Wednesday, July 29, 2009
Ivan Basso headlines strong Vuelta field
Last year’s winner Alberto Contador – still celebrating his Tour de France victory – has confirmed he will not defend his Vuelta title.
Runner-up Levi Leipheimer, recovering from his crash at the Tour, and third-place Carlos Sastre, exhausted after racing four consecutive grand tours, are both steering clear of the Spanish tour.
That leaves a huge vacuum that several top names will be jostling to fill.
Several major stars have already confirmed they will be at the start-line August 29 in Holland, assuring a heated battle for the GC and in the sprints for the 64th running of the Spanish tour.
Among the top GC contenders expected to race the Vuelta include Andy Schleck (Saxo Bank), Ivan Basso (Liquigas), Alejandro Valverde and Oscar Pereiro (Caisse d’Epargne), Samuel Sánchez and Igor Anton (Euskaltel-Euskadi), Chris Horner (Astana) Cadel Evans (Silence-Lotto), Tom Danielson and Daniel Martin (Garmin-Slipstream) and Robert Gesink (Rabobank).
And, if rumors are true, Alexander Vinokourov (Astana), who could be back to grand tour racing after serving his two-year racing ban for blood transfusions during the 2007 Tour.
Sprinters and head-bangers heading to Spain include reigning world champion Alessandro Ballan and Damiano Cunego (Lampre), Svein Tuft (Garmin-Slipstream), Daniele Bennati (Liquigas), Tom Boonen (Quick Step), Oscar Freire (Rabobank), André Greipel (Columbia-HTC), Fabian Cancellara, JJ Haedo and Jacob Fugslang (Saxo Bank) and Robert Forster (Milram).
Start lists among the 21 starting teams will continue firm up in the coming weeks as sport directors take stock of who’s up for the task, especially among riders who’ve recently completed the Tour.
The Vuelta is often used as a high-speed training camp for riders looking ahead to success in the world championships and Giro di Lombardia. That’s certainly the case for riders like Boonen, Freire and Ballan.
Andy Schleck, runner-up and white jersey winner at the recent Tour, is among those who have also stated clearly they’re not going to the Vuelta to win.
“I will be at the Vuelta, but not with the intention of trying to win,” Schleck told La Gazzetta dello Sport. “I want to do well at the world championships and Lombardia, and the Vuelta is ideal preparation for that.”
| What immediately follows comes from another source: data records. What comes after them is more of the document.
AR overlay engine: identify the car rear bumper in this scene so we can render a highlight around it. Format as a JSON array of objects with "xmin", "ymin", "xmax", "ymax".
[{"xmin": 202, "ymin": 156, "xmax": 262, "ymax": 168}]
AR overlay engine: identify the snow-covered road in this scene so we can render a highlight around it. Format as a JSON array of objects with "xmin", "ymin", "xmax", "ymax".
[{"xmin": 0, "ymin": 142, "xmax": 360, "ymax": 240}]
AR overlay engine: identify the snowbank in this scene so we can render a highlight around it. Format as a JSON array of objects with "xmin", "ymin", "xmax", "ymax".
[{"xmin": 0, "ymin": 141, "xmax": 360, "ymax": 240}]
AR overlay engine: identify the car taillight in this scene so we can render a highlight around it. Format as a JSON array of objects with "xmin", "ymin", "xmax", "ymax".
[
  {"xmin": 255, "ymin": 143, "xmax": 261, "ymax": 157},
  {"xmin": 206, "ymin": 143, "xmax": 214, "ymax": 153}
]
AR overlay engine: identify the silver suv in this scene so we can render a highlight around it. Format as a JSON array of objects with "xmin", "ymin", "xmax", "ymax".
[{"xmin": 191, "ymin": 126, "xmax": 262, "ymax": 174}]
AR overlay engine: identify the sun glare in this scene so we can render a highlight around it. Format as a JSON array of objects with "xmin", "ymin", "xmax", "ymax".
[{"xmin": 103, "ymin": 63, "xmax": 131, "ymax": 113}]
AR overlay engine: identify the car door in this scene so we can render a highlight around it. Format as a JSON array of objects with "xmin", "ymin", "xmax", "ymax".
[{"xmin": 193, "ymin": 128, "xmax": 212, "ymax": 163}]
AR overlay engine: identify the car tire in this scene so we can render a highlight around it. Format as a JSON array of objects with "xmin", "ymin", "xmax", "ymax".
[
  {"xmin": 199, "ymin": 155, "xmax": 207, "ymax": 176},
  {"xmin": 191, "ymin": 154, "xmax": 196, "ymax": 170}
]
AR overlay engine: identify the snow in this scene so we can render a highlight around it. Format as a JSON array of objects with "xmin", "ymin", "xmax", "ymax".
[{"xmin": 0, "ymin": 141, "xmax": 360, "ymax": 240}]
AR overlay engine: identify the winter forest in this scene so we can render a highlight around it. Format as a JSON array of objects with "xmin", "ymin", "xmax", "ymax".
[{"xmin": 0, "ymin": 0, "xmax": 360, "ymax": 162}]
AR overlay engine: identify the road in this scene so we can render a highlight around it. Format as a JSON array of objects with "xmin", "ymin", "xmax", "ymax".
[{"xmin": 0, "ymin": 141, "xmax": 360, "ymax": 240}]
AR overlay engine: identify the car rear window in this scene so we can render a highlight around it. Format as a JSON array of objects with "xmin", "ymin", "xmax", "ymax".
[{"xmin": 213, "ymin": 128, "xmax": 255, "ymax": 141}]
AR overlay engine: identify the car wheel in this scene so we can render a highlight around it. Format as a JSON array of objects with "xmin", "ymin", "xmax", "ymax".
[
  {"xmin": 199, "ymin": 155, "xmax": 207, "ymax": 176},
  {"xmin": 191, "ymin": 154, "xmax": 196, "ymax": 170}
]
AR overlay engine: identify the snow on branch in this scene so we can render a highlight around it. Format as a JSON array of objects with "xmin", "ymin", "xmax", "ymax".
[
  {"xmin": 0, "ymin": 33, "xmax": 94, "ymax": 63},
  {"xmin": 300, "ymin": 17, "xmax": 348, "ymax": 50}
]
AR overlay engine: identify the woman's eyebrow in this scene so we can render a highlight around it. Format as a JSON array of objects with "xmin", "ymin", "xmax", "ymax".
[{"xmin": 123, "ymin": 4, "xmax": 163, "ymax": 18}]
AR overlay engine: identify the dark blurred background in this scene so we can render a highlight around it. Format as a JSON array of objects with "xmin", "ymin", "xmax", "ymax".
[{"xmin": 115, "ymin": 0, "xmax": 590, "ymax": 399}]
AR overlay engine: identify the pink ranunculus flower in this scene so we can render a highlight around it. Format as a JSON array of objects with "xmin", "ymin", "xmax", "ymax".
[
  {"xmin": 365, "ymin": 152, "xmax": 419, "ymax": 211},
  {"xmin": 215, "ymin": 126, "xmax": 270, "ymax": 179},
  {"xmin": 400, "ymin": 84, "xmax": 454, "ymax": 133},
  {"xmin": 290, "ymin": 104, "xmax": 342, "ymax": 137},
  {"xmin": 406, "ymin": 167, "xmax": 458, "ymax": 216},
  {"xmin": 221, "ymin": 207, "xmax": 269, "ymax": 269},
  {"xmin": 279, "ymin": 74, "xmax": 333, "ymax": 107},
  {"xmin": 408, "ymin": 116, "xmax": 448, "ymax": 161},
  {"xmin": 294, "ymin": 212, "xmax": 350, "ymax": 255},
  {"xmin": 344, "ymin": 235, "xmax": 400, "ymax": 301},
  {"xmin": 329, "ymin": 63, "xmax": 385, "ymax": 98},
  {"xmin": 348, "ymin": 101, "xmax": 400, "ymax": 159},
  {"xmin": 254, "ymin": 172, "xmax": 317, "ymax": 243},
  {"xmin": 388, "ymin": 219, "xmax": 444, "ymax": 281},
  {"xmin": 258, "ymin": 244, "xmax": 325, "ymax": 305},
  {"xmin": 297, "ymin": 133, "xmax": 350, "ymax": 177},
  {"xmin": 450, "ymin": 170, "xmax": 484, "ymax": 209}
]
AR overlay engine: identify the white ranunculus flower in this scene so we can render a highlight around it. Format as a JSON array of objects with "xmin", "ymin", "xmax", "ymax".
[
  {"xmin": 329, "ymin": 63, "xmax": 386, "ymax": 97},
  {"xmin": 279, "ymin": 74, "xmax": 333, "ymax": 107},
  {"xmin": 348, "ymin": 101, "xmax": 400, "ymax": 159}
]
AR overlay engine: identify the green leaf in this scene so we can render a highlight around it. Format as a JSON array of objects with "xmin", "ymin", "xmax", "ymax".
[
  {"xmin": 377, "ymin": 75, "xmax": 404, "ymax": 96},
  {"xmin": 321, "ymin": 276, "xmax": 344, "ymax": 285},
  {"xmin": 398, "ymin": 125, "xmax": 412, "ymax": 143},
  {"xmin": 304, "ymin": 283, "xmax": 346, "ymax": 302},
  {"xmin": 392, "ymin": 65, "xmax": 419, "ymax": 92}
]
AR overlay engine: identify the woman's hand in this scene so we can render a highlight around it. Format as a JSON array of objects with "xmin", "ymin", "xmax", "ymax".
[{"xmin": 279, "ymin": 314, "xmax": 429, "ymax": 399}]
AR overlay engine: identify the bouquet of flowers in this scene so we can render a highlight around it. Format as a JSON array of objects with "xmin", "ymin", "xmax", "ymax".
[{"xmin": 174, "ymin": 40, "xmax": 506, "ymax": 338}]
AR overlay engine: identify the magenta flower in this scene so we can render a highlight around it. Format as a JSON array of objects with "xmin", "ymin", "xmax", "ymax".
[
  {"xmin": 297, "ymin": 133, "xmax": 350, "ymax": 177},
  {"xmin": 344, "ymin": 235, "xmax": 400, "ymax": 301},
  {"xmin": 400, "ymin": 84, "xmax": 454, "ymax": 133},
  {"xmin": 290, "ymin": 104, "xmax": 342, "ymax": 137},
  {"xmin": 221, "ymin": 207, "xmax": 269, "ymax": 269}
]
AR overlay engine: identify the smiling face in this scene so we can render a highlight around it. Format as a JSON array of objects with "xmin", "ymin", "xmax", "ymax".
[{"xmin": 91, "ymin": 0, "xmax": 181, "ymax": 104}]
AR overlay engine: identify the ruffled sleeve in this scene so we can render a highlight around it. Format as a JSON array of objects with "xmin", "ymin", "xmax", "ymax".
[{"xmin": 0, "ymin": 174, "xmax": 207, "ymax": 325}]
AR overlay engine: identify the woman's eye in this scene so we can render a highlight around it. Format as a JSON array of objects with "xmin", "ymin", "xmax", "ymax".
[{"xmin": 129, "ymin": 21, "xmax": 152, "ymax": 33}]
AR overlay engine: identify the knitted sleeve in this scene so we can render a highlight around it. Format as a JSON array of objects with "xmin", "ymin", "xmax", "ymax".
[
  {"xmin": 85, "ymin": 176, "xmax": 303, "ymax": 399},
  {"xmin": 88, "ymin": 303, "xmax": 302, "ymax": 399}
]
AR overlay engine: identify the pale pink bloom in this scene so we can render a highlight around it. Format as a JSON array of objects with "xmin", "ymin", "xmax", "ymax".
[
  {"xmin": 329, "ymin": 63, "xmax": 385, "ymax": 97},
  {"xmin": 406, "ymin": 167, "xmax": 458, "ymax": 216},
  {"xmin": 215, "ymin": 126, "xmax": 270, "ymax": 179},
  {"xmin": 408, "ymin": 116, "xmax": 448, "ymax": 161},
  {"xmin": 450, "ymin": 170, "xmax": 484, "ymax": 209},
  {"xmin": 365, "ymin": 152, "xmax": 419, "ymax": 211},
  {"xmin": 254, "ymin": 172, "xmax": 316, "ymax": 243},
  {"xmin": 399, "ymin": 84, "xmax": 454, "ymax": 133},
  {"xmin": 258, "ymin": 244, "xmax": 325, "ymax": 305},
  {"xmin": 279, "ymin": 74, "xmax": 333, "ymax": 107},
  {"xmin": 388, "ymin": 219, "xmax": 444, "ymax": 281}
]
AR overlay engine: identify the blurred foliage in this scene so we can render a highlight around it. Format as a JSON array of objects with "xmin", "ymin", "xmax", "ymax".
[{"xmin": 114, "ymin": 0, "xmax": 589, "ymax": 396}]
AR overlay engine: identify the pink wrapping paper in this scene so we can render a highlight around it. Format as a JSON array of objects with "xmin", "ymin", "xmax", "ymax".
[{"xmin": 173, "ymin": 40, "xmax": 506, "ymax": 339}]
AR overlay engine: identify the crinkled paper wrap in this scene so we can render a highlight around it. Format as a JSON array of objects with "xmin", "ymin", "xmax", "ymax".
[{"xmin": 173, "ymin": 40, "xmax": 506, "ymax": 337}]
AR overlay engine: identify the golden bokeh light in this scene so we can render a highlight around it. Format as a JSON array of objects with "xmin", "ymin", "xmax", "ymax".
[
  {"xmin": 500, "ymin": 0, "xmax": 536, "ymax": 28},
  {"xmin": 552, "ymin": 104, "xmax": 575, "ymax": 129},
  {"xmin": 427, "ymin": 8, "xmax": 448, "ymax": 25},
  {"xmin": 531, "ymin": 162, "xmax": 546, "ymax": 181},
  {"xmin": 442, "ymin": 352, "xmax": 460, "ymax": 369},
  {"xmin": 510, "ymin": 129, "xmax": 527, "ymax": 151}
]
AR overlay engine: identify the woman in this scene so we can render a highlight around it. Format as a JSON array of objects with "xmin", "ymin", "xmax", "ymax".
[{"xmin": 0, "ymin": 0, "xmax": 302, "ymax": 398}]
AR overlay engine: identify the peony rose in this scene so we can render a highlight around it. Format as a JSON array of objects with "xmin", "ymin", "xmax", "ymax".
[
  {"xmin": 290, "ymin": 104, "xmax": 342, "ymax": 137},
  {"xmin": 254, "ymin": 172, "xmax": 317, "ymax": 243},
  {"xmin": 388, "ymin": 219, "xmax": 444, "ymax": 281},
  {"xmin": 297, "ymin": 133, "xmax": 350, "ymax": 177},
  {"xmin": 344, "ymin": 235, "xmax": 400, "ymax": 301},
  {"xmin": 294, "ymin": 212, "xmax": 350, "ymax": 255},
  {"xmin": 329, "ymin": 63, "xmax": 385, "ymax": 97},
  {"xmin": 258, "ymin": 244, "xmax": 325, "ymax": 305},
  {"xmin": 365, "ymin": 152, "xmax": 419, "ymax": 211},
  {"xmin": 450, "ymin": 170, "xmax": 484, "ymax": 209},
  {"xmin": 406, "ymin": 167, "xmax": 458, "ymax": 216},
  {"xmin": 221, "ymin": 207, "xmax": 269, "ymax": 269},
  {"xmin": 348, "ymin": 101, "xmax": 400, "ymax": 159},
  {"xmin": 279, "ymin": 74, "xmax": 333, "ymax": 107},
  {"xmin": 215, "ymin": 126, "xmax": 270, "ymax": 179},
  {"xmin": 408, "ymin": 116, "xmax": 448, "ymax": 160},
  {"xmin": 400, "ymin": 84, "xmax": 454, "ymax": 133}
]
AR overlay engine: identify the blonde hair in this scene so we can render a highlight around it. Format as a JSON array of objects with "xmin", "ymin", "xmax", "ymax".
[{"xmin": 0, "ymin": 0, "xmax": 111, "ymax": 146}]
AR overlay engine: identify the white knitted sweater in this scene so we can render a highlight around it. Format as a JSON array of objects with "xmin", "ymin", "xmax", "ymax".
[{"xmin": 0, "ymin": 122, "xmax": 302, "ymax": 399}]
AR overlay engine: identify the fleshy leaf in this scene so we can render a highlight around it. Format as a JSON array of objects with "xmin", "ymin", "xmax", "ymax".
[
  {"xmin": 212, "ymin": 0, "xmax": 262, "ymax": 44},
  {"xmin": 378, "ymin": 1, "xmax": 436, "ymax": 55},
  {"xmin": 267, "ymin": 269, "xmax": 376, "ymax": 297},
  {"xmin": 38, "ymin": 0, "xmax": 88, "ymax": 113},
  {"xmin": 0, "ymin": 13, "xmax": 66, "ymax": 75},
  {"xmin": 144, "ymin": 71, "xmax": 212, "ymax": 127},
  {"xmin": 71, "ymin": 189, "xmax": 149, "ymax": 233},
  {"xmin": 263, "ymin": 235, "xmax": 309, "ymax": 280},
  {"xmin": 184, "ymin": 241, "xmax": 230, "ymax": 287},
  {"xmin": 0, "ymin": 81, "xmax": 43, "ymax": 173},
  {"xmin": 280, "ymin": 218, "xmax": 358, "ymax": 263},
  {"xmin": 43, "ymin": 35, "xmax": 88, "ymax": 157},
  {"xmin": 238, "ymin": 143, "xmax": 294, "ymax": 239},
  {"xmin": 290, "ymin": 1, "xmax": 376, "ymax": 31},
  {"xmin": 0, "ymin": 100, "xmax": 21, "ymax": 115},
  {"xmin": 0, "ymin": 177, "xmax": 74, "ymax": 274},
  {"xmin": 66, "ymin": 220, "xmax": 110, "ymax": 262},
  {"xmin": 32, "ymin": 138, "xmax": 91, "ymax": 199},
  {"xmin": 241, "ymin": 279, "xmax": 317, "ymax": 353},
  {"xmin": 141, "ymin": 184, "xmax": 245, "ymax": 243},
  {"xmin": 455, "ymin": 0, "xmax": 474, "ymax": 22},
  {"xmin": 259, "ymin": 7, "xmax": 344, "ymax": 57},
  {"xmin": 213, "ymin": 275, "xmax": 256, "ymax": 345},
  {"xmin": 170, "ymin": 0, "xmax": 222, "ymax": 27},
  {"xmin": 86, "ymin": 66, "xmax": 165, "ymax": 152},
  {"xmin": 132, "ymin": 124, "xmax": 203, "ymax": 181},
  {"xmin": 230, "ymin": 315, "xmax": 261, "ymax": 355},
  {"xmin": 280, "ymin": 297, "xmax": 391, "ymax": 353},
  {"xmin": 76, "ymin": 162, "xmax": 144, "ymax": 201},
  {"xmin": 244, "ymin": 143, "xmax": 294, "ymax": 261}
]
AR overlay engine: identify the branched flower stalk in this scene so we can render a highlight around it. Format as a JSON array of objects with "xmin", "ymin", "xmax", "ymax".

That doesn’t mean that this year’s battle for the GC shouldn’t prove interesting, especially if the unpredictable Vinokourov is back in the mix, because several big names will start with the clear intention of winning.
Among those setting high goals for the Vuelta are: Basso, fifth in his grand tour comeback at the Giro d’Italia in May following his Puerto ban; Gesink, who crashed out of the Tour; Sánchez, who skipped the Tour to focus on trying to win the Vuelta; and Valverde, whose Puerto ban in Italy kept him out of the Tour.
It will also be interesting to see how certain riders step up to the challenge of having a leadership option at the Vuelta. Leipheimer kick-started his career when he rode as a relative unknown to third in the 2001 Vuelta in what was his grand tour debut.
Riders such as Garmin’s Martin, Michael Albasini (Columbia-HTC), Saxo Bank’s Fugslang and FDJeux’s Rémy Di Gregorio could take the ball and run with it, all the way to Madrid, where the Vuelta ends Sept. 20.
The 64th Vuelta starts in Assen, Holland on August 29 with a total of four stages in Holland and Belgium before the entire peloton flies to Tarragona along the Mediterranean Coast to hit Spanish roads.
The route hugs the Med, tackling such decisive climbs as Alto de Aitana (Stage 8), Alto de Velefique (Stage 12), Sierra Nevada (Stage 13) and La Pandera (Stage 14) before pushing north toward Madrid.
Two individual time trials, 30km in Valencia in Stage 7, and 26km in Toledo in Stage 20, should help settle the GC in what’s being hailed as a climber’s Vuelta.